ECLI:NL:HR:2009:BH0046
Hoge Raad
- Cassatie
- F.H. Koster
- J.P. Balkema
- J.W. Ilsink
- Rechtspraak.nl
Cassatie over de hoogte van de geldboete en de duur van de vervangende hechtenis in een economische strafzaak
In deze zaak heeft de Hoge Raad op 7 april 2009 uitspraak gedaan in een cassatieprocedure tegen een arrest van het Gerechtshof te Arnhem, Economische Kamer, van 3 april 2007. De verdachte, geboren in 1971, had beroep ingesteld tegen de uitspraak van het Hof. De advocaat van de verdachte, mr. A. Klaassen, heeft middelen van cassatie voorgesteld.

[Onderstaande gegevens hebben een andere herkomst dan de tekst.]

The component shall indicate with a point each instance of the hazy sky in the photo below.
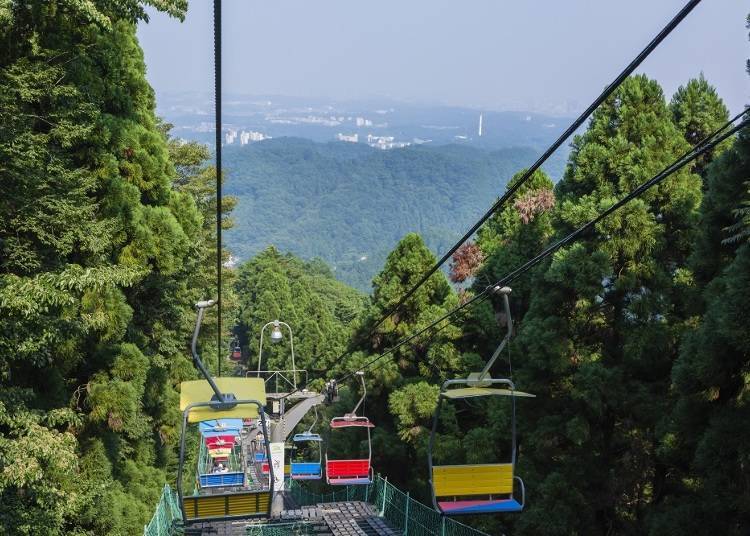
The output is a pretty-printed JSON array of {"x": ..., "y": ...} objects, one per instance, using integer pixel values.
[{"x": 497, "y": 54}]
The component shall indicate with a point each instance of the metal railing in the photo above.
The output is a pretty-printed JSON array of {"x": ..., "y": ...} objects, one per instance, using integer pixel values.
[{"x": 282, "y": 381}]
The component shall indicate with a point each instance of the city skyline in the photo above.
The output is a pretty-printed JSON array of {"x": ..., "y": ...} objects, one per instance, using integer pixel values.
[{"x": 479, "y": 56}]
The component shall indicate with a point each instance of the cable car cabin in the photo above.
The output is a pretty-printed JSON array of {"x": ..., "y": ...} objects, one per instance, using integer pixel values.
[
  {"x": 231, "y": 490},
  {"x": 345, "y": 472},
  {"x": 480, "y": 488},
  {"x": 310, "y": 468}
]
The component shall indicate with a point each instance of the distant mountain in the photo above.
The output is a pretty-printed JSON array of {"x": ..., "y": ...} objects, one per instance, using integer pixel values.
[{"x": 349, "y": 204}]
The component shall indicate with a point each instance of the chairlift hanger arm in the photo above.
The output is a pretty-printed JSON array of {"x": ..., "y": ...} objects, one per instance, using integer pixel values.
[
  {"x": 353, "y": 413},
  {"x": 504, "y": 291}
]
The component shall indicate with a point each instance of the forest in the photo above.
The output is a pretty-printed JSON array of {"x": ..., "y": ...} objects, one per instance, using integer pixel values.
[
  {"x": 349, "y": 204},
  {"x": 635, "y": 338}
]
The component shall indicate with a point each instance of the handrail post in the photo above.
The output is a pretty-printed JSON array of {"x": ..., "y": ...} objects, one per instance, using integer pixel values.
[
  {"x": 385, "y": 489},
  {"x": 406, "y": 514}
]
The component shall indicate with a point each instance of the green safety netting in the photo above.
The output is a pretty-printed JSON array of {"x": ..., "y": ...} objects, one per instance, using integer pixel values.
[
  {"x": 403, "y": 513},
  {"x": 167, "y": 511},
  {"x": 281, "y": 529}
]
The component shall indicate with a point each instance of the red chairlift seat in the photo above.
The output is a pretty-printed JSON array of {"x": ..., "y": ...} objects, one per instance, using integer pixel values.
[{"x": 348, "y": 471}]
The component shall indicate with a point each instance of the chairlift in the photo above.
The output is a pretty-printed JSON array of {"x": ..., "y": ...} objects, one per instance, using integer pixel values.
[
  {"x": 218, "y": 406},
  {"x": 486, "y": 488},
  {"x": 344, "y": 472},
  {"x": 307, "y": 468}
]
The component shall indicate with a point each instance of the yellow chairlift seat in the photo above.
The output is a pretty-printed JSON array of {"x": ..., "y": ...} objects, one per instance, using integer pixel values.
[{"x": 195, "y": 391}]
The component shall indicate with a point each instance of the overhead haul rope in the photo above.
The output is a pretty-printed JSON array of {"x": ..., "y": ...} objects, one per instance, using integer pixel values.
[
  {"x": 512, "y": 189},
  {"x": 217, "y": 96},
  {"x": 627, "y": 71},
  {"x": 702, "y": 147}
]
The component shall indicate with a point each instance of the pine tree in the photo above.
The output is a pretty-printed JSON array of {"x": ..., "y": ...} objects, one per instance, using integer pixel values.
[
  {"x": 598, "y": 341},
  {"x": 95, "y": 249}
]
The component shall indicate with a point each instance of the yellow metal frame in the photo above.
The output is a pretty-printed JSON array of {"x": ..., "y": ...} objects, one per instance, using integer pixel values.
[
  {"x": 470, "y": 480},
  {"x": 193, "y": 392}
]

De Advocaat-Generaal Knigge heeft geconcludeerd tot vernietiging van het bestreden arrest voor wat betreft de oplegging van straf, tot vermindering daarvan en tot verwerping van het beroep voor het overige. De Hoge Raad heeft de bestreden uitspraak vernietigd, maar uitsluitend wat betreft de hoogte van de opgelegde geldboete en de duur van de vervangende hechtenis. De geldboete is verminderd tot € 2.375,- en de duur van de vervangende hechtenis tot 40 dagen. Het beroep is voor het overige verworpen.
De Hoge Raad heeft in zijn overwegingen ook aandacht besteed aan de redelijke termijn van de behandeling van de strafzaak, zoals bedoeld in artikel 6, eerste lid, van het Europees Verdrag voor de Rechten van de Mens (EVRM). Het Hof had geoordeeld dat de redelijke termijn niet was overschreden, maar de Hoge Raad oordeelde dat de overschrijding van de inzendtermijn voor de stukken naar de Hoge Raad gegrond was. Dit leidde tot de vermindering van de geldboete. De Hoge Raad heeft verder geoordeeld dat de middelen van de verdachte niet tot cassatie konden leiden, behalve voor wat betreft de geldboete en de vervangende hechtenis.
De uitspraak is gedaan door de vice-president F.H. Koster als voorzitter, en de raadsheren J.P. Balkema en J.W. Ilsink, in bijzijn van de waarnemend griffier J.D.M. Hart. De uitspraak is openbaar gemaakt op 7 april 2009.